Department of Orthodontics and Oral Facial Genetics, Indiana University School of Dentistry, Indianapolis, Indiana, USA.
Indiana University School of Dentistry, Indianapolis, Indiana, USA.
Orthod Craniofac Res. 2023 Nov;26(4):552-559. doi: 10.1111/ocr.12641. Epub 2023 Mar 9.
To investigate the utility of machine learning (ML) in accurately predicting orthodontic extraction patterns in a heterogeneous population.

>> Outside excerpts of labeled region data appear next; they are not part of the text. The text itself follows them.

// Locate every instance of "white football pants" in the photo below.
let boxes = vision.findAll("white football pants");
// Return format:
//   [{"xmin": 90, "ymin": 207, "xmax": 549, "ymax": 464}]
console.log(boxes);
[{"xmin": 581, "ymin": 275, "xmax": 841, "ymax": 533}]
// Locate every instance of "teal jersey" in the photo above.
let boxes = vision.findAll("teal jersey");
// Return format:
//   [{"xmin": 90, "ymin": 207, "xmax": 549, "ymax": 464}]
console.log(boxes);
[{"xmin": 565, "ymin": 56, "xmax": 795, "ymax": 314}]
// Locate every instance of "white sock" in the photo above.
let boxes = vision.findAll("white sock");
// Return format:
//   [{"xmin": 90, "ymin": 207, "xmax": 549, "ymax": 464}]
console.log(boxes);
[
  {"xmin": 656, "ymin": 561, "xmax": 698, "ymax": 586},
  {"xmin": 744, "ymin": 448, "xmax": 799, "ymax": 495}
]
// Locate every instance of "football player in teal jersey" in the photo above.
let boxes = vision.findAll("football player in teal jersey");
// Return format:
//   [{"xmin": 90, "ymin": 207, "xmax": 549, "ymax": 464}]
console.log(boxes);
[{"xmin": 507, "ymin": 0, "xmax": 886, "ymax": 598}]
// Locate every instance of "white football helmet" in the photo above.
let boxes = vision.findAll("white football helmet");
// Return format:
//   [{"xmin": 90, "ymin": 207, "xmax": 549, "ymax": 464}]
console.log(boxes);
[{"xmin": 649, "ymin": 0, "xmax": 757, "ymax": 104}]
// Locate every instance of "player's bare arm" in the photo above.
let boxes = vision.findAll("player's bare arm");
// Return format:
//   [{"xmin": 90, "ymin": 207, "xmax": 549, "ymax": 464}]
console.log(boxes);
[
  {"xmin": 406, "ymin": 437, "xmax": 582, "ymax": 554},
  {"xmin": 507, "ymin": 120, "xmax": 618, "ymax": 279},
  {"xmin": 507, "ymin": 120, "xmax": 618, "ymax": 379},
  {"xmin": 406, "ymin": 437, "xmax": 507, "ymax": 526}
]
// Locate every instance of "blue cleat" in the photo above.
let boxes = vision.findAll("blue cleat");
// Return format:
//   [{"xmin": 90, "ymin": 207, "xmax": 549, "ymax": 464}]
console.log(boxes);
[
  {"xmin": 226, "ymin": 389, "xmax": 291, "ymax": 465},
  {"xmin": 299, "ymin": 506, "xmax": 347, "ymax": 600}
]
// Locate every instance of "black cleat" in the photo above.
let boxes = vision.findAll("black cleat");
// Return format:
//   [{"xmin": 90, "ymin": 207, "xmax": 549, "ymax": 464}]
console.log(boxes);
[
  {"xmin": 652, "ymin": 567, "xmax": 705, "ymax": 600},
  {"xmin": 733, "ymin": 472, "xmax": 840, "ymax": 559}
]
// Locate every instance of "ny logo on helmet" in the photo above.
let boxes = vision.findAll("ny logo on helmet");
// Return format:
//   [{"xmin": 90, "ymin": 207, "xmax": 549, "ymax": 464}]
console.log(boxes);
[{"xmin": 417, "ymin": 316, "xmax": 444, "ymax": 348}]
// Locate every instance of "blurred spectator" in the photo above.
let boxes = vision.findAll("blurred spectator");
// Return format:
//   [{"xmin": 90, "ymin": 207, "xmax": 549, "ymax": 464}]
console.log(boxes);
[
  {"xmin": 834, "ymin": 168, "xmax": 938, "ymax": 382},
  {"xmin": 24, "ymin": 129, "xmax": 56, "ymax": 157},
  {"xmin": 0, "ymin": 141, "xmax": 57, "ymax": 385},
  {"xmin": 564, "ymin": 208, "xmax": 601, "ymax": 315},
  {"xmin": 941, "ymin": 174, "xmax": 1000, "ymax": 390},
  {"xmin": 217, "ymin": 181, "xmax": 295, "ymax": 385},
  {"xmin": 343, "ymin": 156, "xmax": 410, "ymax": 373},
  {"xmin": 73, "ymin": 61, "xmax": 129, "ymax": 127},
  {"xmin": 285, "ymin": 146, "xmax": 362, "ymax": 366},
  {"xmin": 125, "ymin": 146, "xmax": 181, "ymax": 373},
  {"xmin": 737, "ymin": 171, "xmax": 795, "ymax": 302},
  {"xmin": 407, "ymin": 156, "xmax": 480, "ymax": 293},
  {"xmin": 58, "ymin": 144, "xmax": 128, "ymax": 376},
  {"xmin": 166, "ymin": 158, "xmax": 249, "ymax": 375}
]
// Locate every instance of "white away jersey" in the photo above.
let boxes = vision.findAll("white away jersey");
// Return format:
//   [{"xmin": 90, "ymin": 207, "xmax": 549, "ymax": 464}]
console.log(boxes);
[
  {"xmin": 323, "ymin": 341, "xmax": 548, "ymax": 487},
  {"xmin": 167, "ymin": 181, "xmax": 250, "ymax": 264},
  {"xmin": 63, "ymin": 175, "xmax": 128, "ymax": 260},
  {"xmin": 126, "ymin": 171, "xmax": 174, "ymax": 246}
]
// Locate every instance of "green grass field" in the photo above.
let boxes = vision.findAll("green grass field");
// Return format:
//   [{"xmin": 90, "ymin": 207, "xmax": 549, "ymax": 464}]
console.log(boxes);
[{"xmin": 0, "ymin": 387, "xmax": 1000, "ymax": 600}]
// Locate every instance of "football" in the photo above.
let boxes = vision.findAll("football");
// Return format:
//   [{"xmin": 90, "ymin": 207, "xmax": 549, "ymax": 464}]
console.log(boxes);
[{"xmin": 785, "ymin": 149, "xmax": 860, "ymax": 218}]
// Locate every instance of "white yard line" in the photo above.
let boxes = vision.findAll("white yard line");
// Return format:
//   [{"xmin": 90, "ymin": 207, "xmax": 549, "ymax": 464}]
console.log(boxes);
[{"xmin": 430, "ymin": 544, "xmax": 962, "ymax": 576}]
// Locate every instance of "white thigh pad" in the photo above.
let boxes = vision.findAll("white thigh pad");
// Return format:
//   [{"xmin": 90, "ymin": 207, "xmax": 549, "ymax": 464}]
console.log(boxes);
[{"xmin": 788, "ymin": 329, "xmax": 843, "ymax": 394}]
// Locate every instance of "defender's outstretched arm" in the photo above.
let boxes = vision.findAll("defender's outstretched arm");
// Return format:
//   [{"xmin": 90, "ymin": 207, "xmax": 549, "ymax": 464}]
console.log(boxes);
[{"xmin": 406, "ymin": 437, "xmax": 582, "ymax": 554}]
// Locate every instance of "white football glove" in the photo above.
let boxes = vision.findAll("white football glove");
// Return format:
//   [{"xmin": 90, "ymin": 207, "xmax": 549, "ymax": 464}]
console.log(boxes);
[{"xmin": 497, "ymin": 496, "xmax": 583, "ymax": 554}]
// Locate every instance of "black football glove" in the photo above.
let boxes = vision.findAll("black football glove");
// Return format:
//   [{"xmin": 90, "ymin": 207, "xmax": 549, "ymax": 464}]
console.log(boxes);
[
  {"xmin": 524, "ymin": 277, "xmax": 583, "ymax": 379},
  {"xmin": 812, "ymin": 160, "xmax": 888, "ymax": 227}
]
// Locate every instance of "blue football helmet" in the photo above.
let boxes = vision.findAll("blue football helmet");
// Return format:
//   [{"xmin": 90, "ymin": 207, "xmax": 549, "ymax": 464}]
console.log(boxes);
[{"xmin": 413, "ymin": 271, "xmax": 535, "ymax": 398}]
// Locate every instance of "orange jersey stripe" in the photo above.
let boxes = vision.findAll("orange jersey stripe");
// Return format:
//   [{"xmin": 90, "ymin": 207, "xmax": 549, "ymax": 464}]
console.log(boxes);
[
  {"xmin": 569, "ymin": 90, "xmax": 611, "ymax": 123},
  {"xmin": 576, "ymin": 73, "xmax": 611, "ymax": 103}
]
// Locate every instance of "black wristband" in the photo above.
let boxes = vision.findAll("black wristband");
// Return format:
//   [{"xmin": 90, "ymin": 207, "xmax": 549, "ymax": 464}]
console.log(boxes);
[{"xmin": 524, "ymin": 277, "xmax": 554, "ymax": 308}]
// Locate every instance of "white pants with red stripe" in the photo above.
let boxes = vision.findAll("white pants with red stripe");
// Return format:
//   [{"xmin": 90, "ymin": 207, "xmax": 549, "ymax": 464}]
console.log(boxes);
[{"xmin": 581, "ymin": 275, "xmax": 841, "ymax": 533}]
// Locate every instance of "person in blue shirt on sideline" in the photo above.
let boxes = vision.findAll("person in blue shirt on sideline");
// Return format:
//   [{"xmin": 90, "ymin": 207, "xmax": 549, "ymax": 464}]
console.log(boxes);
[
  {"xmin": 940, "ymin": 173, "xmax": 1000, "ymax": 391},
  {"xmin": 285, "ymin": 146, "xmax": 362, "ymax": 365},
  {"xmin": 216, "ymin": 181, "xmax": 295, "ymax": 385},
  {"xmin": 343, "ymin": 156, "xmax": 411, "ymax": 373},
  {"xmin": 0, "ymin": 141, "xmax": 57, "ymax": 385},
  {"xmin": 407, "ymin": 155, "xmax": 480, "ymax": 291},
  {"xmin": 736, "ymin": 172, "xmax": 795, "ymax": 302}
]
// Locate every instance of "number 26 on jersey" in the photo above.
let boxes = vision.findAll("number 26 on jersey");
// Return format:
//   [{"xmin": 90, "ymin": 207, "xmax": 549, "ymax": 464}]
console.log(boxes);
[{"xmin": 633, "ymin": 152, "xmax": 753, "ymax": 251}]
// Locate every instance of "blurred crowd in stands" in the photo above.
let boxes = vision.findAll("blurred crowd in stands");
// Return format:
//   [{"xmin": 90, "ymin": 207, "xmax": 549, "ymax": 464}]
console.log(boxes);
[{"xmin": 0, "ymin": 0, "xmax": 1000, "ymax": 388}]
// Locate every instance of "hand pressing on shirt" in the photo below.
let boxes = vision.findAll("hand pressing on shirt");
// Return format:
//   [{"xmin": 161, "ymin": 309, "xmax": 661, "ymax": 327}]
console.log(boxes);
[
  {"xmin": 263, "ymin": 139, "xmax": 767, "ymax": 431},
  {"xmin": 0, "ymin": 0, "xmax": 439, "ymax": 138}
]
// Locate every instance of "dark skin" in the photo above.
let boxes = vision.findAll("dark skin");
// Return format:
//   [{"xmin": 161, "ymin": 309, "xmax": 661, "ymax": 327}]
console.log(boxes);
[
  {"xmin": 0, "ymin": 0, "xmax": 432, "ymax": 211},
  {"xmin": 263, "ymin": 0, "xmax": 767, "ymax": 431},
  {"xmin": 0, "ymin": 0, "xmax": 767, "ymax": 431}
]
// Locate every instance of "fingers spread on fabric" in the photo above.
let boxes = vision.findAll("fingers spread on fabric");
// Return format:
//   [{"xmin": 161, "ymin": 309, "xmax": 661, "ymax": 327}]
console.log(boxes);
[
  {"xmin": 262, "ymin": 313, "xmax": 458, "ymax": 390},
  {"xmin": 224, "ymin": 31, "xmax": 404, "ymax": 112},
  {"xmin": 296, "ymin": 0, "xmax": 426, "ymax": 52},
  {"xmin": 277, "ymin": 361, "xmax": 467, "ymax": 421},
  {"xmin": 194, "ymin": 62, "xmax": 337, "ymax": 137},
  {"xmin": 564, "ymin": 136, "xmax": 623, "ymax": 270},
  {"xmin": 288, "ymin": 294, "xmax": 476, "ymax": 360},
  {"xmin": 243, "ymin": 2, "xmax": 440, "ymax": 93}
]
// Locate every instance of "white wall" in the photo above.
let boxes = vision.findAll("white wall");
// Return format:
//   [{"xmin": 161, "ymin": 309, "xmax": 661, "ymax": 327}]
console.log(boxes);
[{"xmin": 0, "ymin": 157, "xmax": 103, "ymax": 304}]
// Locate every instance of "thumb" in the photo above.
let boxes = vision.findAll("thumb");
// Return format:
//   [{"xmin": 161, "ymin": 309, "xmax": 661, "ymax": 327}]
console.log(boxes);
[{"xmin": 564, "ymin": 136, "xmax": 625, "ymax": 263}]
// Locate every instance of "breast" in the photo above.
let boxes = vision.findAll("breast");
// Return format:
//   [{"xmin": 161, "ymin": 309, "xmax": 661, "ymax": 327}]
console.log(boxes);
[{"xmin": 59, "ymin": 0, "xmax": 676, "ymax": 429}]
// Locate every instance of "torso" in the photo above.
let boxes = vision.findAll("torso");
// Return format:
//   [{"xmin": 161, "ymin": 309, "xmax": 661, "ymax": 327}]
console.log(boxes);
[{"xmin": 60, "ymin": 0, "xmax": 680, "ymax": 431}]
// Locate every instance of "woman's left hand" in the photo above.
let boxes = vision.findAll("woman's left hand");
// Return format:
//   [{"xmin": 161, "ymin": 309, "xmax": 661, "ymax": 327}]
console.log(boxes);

The material of this retrospective study consisted of records of 366 patients treated with orthodontic extractions. The dataset was randomly split into training (70%) and test sets (30%) and was stratified according to race/ethnicity and gender. Fifty-five cephalometric and demographic input data were used to train and test multiple ML algorithms. The extraction patterns were labelled according to the previous treatment plan. Random Forest (RF), Logistic Regression (LR), and Support Vector Machine (SVM) algorithms were used to predict the patient's extraction patterns.
The highest class accuracy percentages were obtained for the upper and lower 1st premolars (U/L4s) (RF: 81.63%, LR: 63.27%, SVM: 63.27%) and upper 1st premolars only (U4s) extraction patterns (RF: 61.11%, LR: 72.22%, SVM: 72.22%). However, all methods revealed low class accuracy rates (<50%) for the upper 1st and lower 2nd premolars (U4/L5s), upper 2nd and lower 1st premolars (U5/L4s), and upper and lower 2nd premolars (U/L5s) extraction patterns. For the overall accuracy, RF yielded the highest percentage with 54.55%, followed by SVM with 52.73% and LR with 49.09%.
All tested supervised ML techniques yielded good accuracy in predicting U/L4s and U4s extraction patterns. However, they predicted poorly for the U4/L5s, U5/L4s, and U/L5s extraction patterns. Molar relationship, mandibular crowding, and overjet were found to be the most predictive indicators for determining extraction patterns.
探究机器学习(ML)在预测异质人群中正畸拔牙模式的准确性。
本回顾性研究的资料来源于 366 例接受正畸拔牙治疗的患者的记录。数据集按种族/民族和性别分层,随机分为训练集(70%)和测试集(30%)。使用 55 项头影测量和人口统计学输入数据来训练和测试多种 ML 算法。拔牙模式根据之前的治疗计划进行标记。随机森林(RF)、逻辑回归(LR)和支持向量机(SVM)算法用于预测患者的拔牙模式。
U/L4s(RF:81.63%,LR:63.27%,SVM:63.27%)和 U4s 单独拔牙模式(RF:61.11%,LR:72.22%,SVM:72.22%)的分类准确率最高。然而,所有方法对 U4/L5s、U5/L4s 和 U/L5s 拔牙模式的分类准确率均较低(<50%)。对于总体准确率,RF 最高,为 54.55%,其次是 SVM 为 52.73%,LR 为 49.09%。
所有测试的监督 ML 技术在预测 U/L4s 和 U4s 拔牙模式方面都具有良好的准确性。然而,它们对 U4/L5s、U5/L4s 和 U/L5s 拔牙模式的预测效果较差。磨牙关系、下颌拥挤度和覆颌是确定拔牙模式的最具预测性指标。